1969–70 Moroccan Throne Cup

Tournament details
- Country: Morocco

Final positions
- Champions: Wydad Athletic Club

= 1969–70 Moroccan Throne Cup =

The 1969–70 season of the Moroccan Throne Cup was the 14th edition of the competition.

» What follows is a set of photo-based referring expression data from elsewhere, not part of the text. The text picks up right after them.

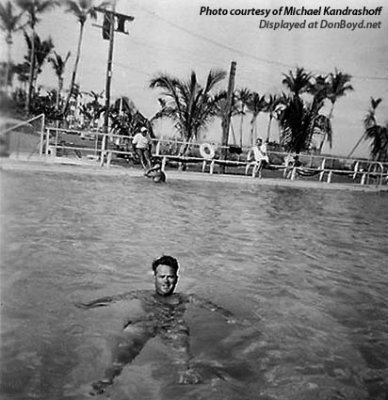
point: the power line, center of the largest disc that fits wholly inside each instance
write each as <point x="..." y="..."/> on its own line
<point x="216" y="43"/>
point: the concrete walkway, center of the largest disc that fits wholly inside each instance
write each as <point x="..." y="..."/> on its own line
<point x="90" y="167"/>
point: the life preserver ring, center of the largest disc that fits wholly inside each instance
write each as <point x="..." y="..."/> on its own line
<point x="207" y="151"/>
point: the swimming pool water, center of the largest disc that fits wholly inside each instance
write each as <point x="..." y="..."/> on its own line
<point x="307" y="268"/>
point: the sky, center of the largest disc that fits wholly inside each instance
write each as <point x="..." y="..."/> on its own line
<point x="171" y="36"/>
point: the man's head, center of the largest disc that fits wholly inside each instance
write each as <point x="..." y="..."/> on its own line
<point x="166" y="275"/>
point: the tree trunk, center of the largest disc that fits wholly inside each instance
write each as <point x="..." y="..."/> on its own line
<point x="8" y="68"/>
<point x="324" y="136"/>
<point x="81" y="30"/>
<point x="269" y="128"/>
<point x="31" y="73"/>
<point x="241" y="123"/>
<point x="60" y="85"/>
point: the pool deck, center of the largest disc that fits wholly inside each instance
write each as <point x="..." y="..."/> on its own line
<point x="72" y="166"/>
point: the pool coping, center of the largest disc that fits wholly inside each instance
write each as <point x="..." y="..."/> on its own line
<point x="73" y="166"/>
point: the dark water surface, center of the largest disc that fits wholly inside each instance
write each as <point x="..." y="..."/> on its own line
<point x="307" y="268"/>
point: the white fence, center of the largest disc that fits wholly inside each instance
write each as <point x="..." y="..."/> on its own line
<point x="104" y="148"/>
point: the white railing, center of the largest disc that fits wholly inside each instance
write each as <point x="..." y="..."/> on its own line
<point x="323" y="166"/>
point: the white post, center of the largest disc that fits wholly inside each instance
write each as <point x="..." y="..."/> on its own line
<point x="102" y="150"/>
<point x="203" y="165"/>
<point x="41" y="137"/>
<point x="157" y="149"/>
<point x="293" y="174"/>
<point x="164" y="161"/>
<point x="321" y="175"/>
<point x="47" y="141"/>
<point x="211" y="167"/>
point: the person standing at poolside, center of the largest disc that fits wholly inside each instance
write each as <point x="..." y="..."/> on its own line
<point x="156" y="173"/>
<point x="260" y="155"/>
<point x="141" y="144"/>
<point x="163" y="316"/>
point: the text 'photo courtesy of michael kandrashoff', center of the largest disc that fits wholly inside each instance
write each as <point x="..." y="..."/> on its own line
<point x="194" y="199"/>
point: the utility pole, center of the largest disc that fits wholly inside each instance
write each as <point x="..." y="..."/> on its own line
<point x="113" y="22"/>
<point x="228" y="112"/>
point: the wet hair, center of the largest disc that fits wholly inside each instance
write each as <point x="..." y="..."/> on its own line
<point x="166" y="260"/>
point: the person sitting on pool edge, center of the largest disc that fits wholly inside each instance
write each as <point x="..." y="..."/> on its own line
<point x="156" y="173"/>
<point x="163" y="316"/>
<point x="141" y="144"/>
<point x="260" y="155"/>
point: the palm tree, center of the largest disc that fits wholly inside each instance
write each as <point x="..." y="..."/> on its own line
<point x="33" y="8"/>
<point x="82" y="9"/>
<point x="256" y="105"/>
<point x="337" y="86"/>
<point x="296" y="122"/>
<point x="59" y="64"/>
<point x="190" y="105"/>
<point x="297" y="83"/>
<point x="377" y="133"/>
<point x="9" y="23"/>
<point x="275" y="105"/>
<point x="243" y="97"/>
<point x="42" y="48"/>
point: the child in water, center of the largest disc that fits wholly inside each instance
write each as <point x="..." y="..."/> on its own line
<point x="156" y="173"/>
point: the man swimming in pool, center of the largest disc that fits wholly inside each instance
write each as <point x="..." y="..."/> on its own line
<point x="163" y="316"/>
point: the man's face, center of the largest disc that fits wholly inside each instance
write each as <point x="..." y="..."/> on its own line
<point x="165" y="280"/>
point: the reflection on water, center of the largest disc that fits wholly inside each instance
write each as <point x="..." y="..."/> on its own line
<point x="306" y="267"/>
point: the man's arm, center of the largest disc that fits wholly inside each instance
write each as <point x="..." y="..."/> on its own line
<point x="210" y="306"/>
<point x="105" y="301"/>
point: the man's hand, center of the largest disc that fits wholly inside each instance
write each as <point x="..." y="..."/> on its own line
<point x="189" y="377"/>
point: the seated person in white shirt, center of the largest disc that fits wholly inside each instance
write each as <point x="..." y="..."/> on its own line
<point x="260" y="157"/>
<point x="141" y="144"/>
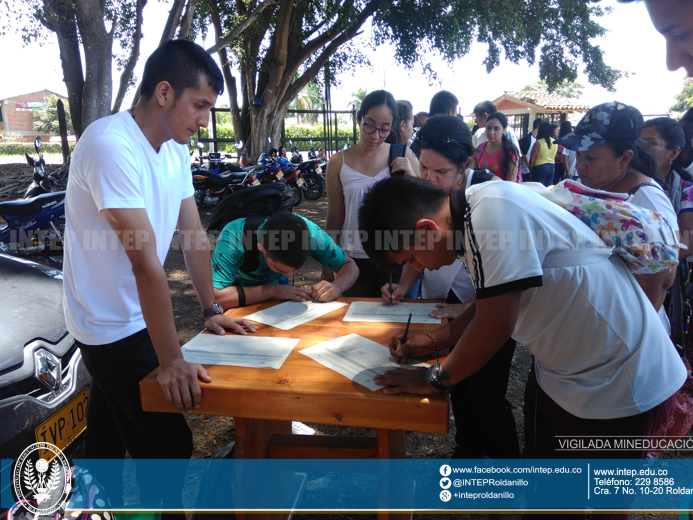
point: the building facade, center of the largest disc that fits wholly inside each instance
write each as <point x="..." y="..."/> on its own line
<point x="17" y="113"/>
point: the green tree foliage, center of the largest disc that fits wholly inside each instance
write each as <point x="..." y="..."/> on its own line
<point x="357" y="99"/>
<point x="310" y="98"/>
<point x="46" y="120"/>
<point x="684" y="100"/>
<point x="294" y="42"/>
<point x="568" y="89"/>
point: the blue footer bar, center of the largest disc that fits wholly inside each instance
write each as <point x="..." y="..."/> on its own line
<point x="369" y="485"/>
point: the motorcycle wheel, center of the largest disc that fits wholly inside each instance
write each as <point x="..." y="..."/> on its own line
<point x="297" y="193"/>
<point x="316" y="188"/>
<point x="52" y="250"/>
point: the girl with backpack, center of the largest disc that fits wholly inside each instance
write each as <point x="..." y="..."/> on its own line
<point x="541" y="161"/>
<point x="498" y="154"/>
<point x="351" y="172"/>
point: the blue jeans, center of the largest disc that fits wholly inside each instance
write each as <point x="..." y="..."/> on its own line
<point x="544" y="173"/>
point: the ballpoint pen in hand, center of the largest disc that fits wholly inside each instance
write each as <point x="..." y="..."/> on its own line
<point x="322" y="277"/>
<point x="390" y="288"/>
<point x="406" y="333"/>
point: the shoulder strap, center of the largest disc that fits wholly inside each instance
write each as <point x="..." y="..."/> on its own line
<point x="479" y="176"/>
<point x="635" y="188"/>
<point x="458" y="207"/>
<point x="397" y="150"/>
<point x="251" y="258"/>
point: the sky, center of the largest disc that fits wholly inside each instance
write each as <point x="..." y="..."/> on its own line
<point x="631" y="45"/>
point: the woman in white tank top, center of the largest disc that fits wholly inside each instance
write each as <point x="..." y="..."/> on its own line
<point x="352" y="172"/>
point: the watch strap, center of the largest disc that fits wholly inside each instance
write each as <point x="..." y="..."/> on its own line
<point x="212" y="310"/>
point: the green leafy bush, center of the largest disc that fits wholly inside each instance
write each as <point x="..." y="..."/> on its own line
<point x="21" y="148"/>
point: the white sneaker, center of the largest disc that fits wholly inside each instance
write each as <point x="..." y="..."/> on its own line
<point x="298" y="428"/>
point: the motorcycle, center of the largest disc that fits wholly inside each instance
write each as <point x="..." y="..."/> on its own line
<point x="212" y="182"/>
<point x="44" y="182"/>
<point x="34" y="227"/>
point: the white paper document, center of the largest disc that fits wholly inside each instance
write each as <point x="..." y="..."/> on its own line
<point x="238" y="351"/>
<point x="386" y="313"/>
<point x="358" y="358"/>
<point x="288" y="315"/>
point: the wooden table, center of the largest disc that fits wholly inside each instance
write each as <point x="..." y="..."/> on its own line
<point x="263" y="402"/>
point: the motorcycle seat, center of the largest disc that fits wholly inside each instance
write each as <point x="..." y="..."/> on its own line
<point x="222" y="179"/>
<point x="26" y="207"/>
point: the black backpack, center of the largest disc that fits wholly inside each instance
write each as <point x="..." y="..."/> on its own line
<point x="254" y="204"/>
<point x="397" y="150"/>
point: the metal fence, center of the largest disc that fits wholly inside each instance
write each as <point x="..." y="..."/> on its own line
<point x="332" y="138"/>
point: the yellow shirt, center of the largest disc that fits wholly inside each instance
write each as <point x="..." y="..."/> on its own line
<point x="546" y="155"/>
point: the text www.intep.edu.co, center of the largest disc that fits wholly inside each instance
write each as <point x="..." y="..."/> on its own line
<point x="528" y="470"/>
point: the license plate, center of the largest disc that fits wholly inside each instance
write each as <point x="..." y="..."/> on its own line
<point x="66" y="424"/>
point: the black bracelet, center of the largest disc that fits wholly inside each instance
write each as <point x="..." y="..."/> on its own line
<point x="241" y="296"/>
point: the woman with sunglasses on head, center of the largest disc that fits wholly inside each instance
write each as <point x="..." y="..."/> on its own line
<point x="484" y="419"/>
<point x="349" y="175"/>
<point x="498" y="154"/>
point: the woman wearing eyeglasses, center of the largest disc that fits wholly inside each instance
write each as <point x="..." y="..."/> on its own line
<point x="349" y="175"/>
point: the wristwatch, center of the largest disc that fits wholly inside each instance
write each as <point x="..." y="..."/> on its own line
<point x="212" y="310"/>
<point x="433" y="376"/>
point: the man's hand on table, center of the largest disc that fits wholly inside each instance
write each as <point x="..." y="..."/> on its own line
<point x="403" y="381"/>
<point x="178" y="380"/>
<point x="417" y="346"/>
<point x="398" y="292"/>
<point x="326" y="291"/>
<point x="220" y="322"/>
<point x="289" y="292"/>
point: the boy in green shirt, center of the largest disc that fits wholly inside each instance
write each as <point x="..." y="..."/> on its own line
<point x="285" y="241"/>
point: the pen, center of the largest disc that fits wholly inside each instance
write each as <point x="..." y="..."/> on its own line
<point x="322" y="276"/>
<point x="406" y="332"/>
<point x="390" y="288"/>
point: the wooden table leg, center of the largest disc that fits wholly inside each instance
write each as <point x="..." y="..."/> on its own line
<point x="252" y="437"/>
<point x="392" y="444"/>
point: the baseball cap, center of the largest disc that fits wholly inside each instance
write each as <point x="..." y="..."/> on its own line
<point x="612" y="121"/>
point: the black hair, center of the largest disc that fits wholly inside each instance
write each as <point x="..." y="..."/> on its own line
<point x="417" y="119"/>
<point x="485" y="107"/>
<point x="379" y="98"/>
<point x="442" y="102"/>
<point x="284" y="236"/>
<point x="509" y="150"/>
<point x="405" y="110"/>
<point x="643" y="161"/>
<point x="389" y="213"/>
<point x="687" y="125"/>
<point x="545" y="132"/>
<point x="673" y="135"/>
<point x="182" y="63"/>
<point x="447" y="135"/>
<point x="566" y="128"/>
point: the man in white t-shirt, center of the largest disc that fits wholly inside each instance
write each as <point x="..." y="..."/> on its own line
<point x="603" y="364"/>
<point x="129" y="189"/>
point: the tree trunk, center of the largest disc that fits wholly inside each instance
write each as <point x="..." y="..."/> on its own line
<point x="60" y="18"/>
<point x="98" y="52"/>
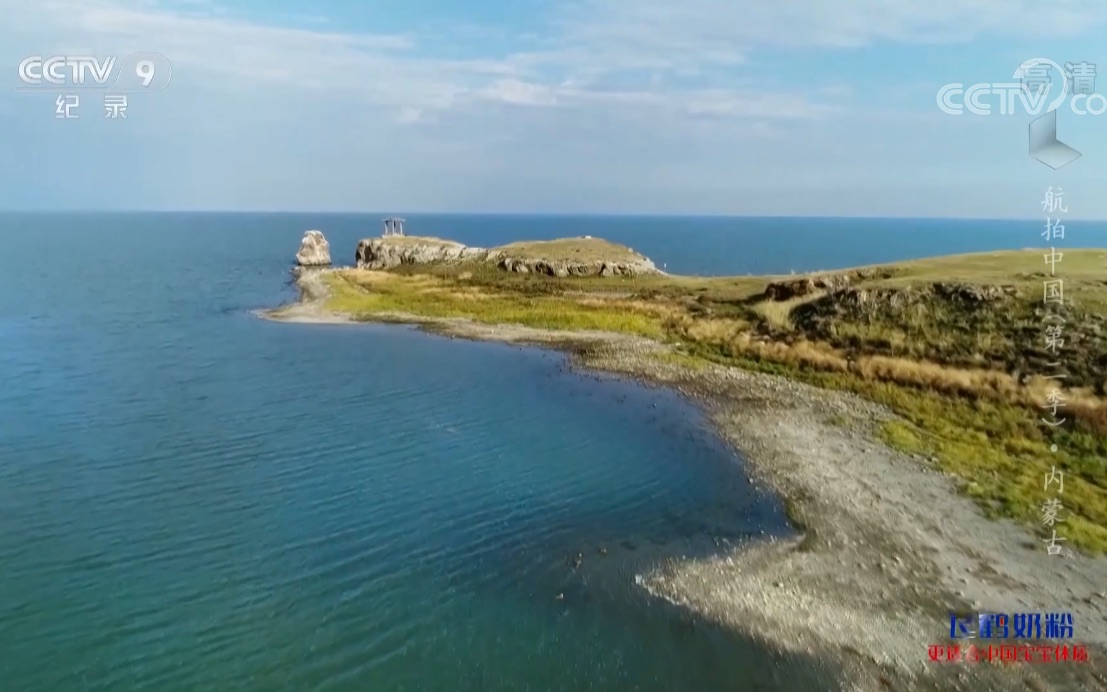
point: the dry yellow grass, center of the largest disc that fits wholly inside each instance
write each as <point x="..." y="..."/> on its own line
<point x="958" y="374"/>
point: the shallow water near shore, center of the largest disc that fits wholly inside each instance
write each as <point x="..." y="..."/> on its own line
<point x="192" y="497"/>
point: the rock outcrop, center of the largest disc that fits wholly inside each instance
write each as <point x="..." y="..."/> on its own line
<point x="824" y="282"/>
<point x="577" y="268"/>
<point x="393" y="251"/>
<point x="314" y="250"/>
<point x="388" y="252"/>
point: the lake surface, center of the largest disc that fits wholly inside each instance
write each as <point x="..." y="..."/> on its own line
<point x="194" y="498"/>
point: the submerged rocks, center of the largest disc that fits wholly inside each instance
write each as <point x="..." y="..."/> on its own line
<point x="314" y="250"/>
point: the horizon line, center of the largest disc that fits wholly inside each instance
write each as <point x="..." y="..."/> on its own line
<point x="552" y="214"/>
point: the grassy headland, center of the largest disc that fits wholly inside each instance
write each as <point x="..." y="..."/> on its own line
<point x="955" y="346"/>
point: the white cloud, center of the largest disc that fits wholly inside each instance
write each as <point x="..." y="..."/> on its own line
<point x="654" y="95"/>
<point x="520" y="93"/>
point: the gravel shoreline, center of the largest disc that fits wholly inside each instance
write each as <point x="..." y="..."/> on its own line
<point x="888" y="549"/>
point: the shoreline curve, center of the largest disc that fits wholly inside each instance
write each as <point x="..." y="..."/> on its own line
<point x="887" y="547"/>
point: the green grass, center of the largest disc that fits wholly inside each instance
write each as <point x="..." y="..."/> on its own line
<point x="423" y="299"/>
<point x="953" y="371"/>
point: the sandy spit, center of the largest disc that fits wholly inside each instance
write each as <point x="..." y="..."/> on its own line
<point x="888" y="549"/>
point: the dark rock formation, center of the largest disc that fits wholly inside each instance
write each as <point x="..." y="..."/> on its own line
<point x="578" y="268"/>
<point x="806" y="286"/>
<point x="392" y="251"/>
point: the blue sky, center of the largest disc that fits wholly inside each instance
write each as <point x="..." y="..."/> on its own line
<point x="651" y="106"/>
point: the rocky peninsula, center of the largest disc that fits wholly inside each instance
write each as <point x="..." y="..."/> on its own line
<point x="893" y="408"/>
<point x="575" y="257"/>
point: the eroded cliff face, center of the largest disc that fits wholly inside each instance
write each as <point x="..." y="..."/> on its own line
<point x="314" y="250"/>
<point x="577" y="268"/>
<point x="388" y="252"/>
<point x="392" y="251"/>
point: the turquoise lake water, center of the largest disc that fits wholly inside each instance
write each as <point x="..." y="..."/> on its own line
<point x="194" y="498"/>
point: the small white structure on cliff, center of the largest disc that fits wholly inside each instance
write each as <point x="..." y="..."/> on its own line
<point x="393" y="226"/>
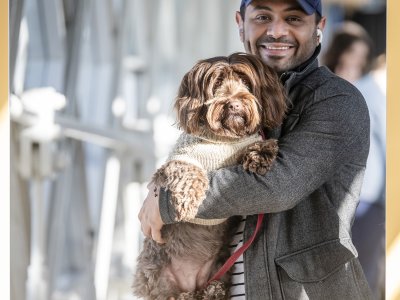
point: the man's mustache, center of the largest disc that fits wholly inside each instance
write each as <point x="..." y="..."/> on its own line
<point x="269" y="40"/>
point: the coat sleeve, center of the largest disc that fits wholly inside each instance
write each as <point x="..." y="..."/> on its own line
<point x="332" y="131"/>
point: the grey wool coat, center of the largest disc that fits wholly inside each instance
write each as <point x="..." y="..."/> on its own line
<point x="309" y="197"/>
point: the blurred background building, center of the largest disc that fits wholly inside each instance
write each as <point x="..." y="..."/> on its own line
<point x="92" y="85"/>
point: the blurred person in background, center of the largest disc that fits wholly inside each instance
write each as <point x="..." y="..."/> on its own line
<point x="349" y="55"/>
<point x="309" y="197"/>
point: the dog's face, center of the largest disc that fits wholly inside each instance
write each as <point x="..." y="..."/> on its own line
<point x="230" y="97"/>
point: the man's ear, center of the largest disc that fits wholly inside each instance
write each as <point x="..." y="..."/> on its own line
<point x="321" y="24"/>
<point x="239" y="21"/>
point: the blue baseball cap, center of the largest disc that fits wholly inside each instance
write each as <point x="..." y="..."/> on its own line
<point x="309" y="6"/>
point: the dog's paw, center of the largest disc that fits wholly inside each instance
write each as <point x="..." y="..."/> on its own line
<point x="187" y="184"/>
<point x="258" y="157"/>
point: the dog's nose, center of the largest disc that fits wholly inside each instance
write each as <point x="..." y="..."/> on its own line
<point x="235" y="105"/>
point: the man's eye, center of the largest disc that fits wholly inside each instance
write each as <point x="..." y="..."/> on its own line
<point x="262" y="18"/>
<point x="293" y="19"/>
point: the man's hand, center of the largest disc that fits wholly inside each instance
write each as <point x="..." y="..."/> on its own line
<point x="149" y="215"/>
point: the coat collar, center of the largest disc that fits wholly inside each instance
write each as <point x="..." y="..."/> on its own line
<point x="292" y="77"/>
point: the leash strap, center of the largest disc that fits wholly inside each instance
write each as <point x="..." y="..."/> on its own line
<point x="231" y="260"/>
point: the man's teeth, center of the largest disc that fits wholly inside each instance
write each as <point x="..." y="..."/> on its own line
<point x="277" y="48"/>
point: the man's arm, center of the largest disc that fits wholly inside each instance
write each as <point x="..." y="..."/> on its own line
<point x="329" y="134"/>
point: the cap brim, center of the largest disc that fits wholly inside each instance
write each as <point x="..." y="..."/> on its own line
<point x="307" y="7"/>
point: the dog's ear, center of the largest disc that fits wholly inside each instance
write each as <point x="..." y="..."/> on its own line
<point x="189" y="102"/>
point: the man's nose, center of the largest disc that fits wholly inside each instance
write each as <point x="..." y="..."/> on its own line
<point x="277" y="29"/>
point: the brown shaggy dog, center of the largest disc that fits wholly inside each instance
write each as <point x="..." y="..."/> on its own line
<point x="222" y="105"/>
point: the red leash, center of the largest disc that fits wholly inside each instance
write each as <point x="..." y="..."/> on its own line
<point x="231" y="260"/>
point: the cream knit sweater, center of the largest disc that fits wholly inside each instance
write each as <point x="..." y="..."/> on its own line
<point x="209" y="154"/>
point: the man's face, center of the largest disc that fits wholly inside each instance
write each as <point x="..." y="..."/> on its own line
<point x="279" y="32"/>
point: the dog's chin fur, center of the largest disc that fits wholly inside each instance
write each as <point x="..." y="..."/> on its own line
<point x="223" y="100"/>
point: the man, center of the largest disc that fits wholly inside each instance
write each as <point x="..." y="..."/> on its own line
<point x="304" y="250"/>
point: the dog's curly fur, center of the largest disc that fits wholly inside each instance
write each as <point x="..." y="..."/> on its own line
<point x="220" y="100"/>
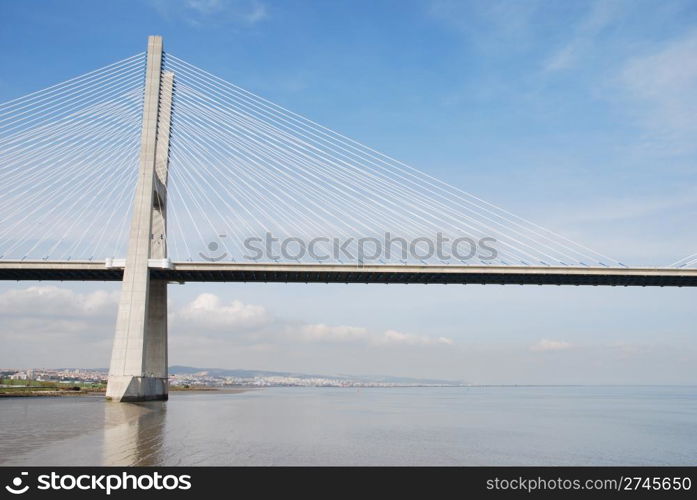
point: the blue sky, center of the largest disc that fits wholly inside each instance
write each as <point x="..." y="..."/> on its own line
<point x="577" y="115"/>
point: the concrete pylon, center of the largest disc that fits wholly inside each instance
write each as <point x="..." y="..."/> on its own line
<point x="138" y="370"/>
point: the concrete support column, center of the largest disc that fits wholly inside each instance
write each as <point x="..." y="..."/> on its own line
<point x="138" y="370"/>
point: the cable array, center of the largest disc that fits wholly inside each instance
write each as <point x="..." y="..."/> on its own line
<point x="242" y="167"/>
<point x="248" y="180"/>
<point x="68" y="164"/>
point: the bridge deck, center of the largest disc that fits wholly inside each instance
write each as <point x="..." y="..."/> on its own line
<point x="317" y="273"/>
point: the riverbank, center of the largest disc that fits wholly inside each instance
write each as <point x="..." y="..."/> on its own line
<point x="30" y="392"/>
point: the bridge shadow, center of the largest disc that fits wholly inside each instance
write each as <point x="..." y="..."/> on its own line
<point x="134" y="433"/>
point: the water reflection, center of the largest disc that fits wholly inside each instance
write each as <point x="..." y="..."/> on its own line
<point x="134" y="433"/>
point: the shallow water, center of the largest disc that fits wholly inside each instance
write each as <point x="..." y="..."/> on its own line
<point x="332" y="426"/>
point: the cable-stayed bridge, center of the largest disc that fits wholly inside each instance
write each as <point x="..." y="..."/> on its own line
<point x="151" y="170"/>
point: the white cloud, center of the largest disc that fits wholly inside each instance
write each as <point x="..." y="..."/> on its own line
<point x="41" y="301"/>
<point x="207" y="310"/>
<point x="550" y="345"/>
<point x="204" y="12"/>
<point x="325" y="333"/>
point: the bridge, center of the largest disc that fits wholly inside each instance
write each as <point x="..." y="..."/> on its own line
<point x="152" y="171"/>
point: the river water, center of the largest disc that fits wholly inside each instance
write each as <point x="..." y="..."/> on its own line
<point x="332" y="426"/>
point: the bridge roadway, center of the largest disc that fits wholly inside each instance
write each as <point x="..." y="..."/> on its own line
<point x="350" y="273"/>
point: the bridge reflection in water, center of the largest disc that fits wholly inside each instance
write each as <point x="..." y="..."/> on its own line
<point x="134" y="434"/>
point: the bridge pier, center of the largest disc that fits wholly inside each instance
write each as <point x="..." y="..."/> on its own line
<point x="138" y="369"/>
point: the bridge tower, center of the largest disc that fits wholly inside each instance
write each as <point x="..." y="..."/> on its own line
<point x="138" y="370"/>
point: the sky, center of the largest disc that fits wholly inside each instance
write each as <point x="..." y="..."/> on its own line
<point x="578" y="115"/>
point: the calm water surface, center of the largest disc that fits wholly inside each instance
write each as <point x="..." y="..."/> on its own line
<point x="322" y="426"/>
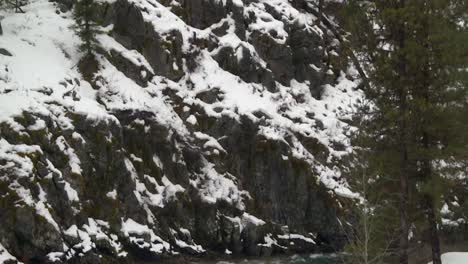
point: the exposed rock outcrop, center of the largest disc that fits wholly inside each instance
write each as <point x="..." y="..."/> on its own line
<point x="211" y="127"/>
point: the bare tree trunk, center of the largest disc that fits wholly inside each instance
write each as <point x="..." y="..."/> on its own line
<point x="403" y="140"/>
<point x="433" y="231"/>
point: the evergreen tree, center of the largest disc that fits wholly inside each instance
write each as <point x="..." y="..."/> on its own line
<point x="414" y="129"/>
<point x="87" y="29"/>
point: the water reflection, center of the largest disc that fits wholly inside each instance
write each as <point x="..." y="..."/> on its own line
<point x="296" y="259"/>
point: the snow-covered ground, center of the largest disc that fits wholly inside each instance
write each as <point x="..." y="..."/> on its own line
<point x="454" y="258"/>
<point x="41" y="78"/>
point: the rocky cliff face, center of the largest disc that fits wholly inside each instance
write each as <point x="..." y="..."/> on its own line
<point x="211" y="127"/>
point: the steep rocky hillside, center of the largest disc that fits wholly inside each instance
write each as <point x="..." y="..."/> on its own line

Wydad Athletic Club won the cup, beating Renaissance de Settat 1–0 in the final, played at the Stade d'honneur in Casablanca. Wydad Athletic Club won the cup for the first time in their history.

== Competition ==
=== Last 16 ===

| Team 1 | Team 2 | Result |
|---|---|---|
| Kawkab Marrakech | Chabab Mohammédia | 0–2 |
| KAC Kénitra | Renaissance de Tanger | 2–0 |
| Racing de Casablanca | Mouloudia Club d'Oujda | 0 – 2 |
| FAR de Rabat | Renaissance de Settat | 0–1 |
| Union de Sidi Kacem | Maghreb de Fès | 0–1 |
| Olympic Club de Safi | Difaâ Hassani El Jadidi | 1–3 |
| Raja Club Athletic | AS Salé | 4–1 |
| Wydad Athletic Club | Hassania d'Agadir | 1–0 |

=== Quarter-finals ===

| Team 1 | Team 2 | Result |
|---|---|---|
| Renaissance de Settat | Mouloudia Club d'Oujda | 2–1 |
| Maghreb de Fès | KAC Kénitra | 1 – 0 |
| Wydad Athletic Club | Difaâ Hassani El Jadidi | 3–1 |
| Raja Club Athletic | Chabab Mohammédia | 0–1 |

=== Semi-finals ===

| Team 1 | Team 2 | Result |
|---|---|---|
| Wydad Athletic Club | Maghreb de Fès | 1 – 0 |
| Renaissance de Settat | Chabab Mohammédia | 1–0 |

=== Final ===
The final was played between the two winning semi-finalists, Wydad Athletic Club and Renaissance de Settat, on 12 July 1970 at the Stade d'honneur in Casablanca.